The #3 engine was not intentionally left at idle. In fact, The #1, 2 and 4 engines were firewalled at one point when the pilot realized they were getting low and slow. Unfortunately, having #2 firewalled and #3 at idle didn't do them much good and by the time it was realized, they were too much behind the power curve. They were in that helpless range where retracting flaps to get rid of drag will also send you into the ground, but didn't have enough thrust available to overcome the drag of full flaps. They were already a few hundred feet low on the GS, so lowering the nose to pick up some smash wasn't an option.
 
The C-5 is underpowered. 3 engine heavy weight is tough but 2 engine is near impossible. Above 600,000 LBS the Dash 1 states CONSIDER using 40% rather than landing flaps. The crew simply screwed up! They just didn't push up the correct engine. The military flies local rides which are great, but when we simulate an engine is shut down it remains in idle, so we don't bring all four throttles up while practicing. We have 1-2 sims a year depending on airframe and this is where I practice using all 4 throttles even if one engine is out.

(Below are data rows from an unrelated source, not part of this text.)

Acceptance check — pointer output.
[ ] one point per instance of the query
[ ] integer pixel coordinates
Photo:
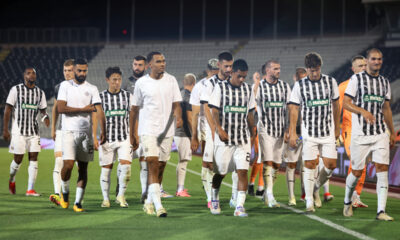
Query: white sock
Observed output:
(79, 195)
(143, 175)
(235, 180)
(351, 182)
(382, 190)
(290, 180)
(32, 172)
(214, 194)
(210, 175)
(308, 179)
(57, 175)
(124, 178)
(324, 174)
(65, 186)
(204, 173)
(181, 175)
(105, 182)
(241, 198)
(155, 194)
(269, 180)
(14, 167)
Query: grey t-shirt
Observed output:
(184, 131)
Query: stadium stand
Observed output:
(181, 58)
(48, 62)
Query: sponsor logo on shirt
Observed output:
(274, 104)
(29, 106)
(373, 98)
(117, 112)
(317, 102)
(235, 109)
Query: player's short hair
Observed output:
(69, 62)
(241, 65)
(151, 55)
(300, 71)
(373, 50)
(140, 58)
(269, 62)
(357, 57)
(189, 79)
(263, 72)
(312, 60)
(111, 70)
(80, 61)
(227, 56)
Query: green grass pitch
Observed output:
(32, 218)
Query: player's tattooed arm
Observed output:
(387, 115)
(133, 127)
(195, 120)
(6, 120)
(63, 108)
(221, 132)
(293, 114)
(349, 106)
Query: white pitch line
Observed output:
(311, 216)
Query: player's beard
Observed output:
(138, 75)
(80, 79)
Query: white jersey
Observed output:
(195, 97)
(369, 93)
(234, 104)
(116, 107)
(272, 102)
(77, 96)
(315, 98)
(155, 98)
(26, 102)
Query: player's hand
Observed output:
(368, 117)
(47, 122)
(6, 135)
(293, 140)
(53, 134)
(286, 136)
(95, 143)
(135, 142)
(179, 122)
(194, 144)
(223, 135)
(102, 138)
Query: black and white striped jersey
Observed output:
(209, 87)
(234, 104)
(26, 103)
(315, 98)
(272, 100)
(116, 107)
(370, 93)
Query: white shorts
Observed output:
(20, 144)
(77, 146)
(184, 149)
(324, 147)
(138, 153)
(231, 158)
(151, 148)
(58, 141)
(271, 148)
(208, 155)
(361, 146)
(292, 155)
(108, 152)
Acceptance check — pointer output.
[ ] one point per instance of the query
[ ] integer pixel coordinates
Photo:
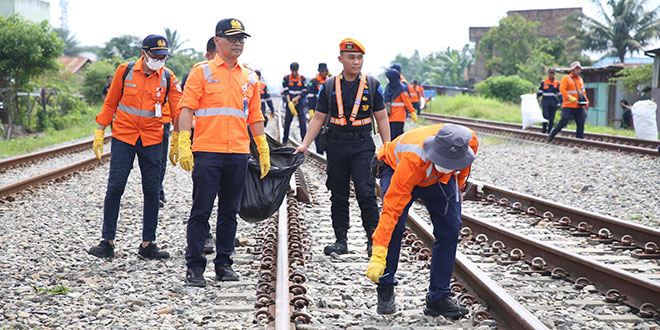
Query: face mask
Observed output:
(155, 64)
(442, 169)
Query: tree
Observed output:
(126, 46)
(628, 29)
(26, 50)
(71, 44)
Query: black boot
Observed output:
(445, 307)
(386, 304)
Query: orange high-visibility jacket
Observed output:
(399, 106)
(568, 87)
(411, 168)
(224, 101)
(134, 112)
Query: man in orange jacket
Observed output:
(135, 106)
(575, 102)
(224, 97)
(430, 163)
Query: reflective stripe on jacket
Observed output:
(405, 154)
(224, 102)
(134, 111)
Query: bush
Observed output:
(505, 88)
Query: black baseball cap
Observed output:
(156, 44)
(229, 27)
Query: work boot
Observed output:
(338, 247)
(386, 304)
(103, 250)
(445, 307)
(209, 244)
(225, 273)
(152, 252)
(195, 278)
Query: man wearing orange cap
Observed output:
(346, 107)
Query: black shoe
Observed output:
(338, 247)
(103, 250)
(195, 278)
(445, 307)
(209, 245)
(386, 304)
(152, 252)
(225, 273)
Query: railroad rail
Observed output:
(591, 140)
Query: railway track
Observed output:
(591, 140)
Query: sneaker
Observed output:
(152, 252)
(103, 250)
(209, 245)
(195, 278)
(445, 307)
(386, 304)
(225, 273)
(338, 247)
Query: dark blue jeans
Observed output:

MY BIG CONCERN IS WHY DOES THE C-5 COMMUNITY INSIST OF USING THE Pilot Not Flying READ THE CHECKLIST RATHER THAN THE ENGINEER. IF THE PNF WAS HEADS UP RATHER THAN HEADS DOWN READING THE CHECKLIST THIS MIGHT OF BEEN AVOIDED!!!!!!
 
THE C-5 IS SO THRUST LACKING THAT USING SYMETRIC THRUST ON 3 ENGINES IS AN UNSAT! When I flew C-141s this techinique was alright because of power, but in the C-5 you ought to be CRAZY!!! THE CREW JUST SCREWED UP!!!
 
I really hope the Air Force looks carefully into why crew coordination so clearly failed in this incident.

I have to wonder if there was some personal issues between members of the crew that impeded communication.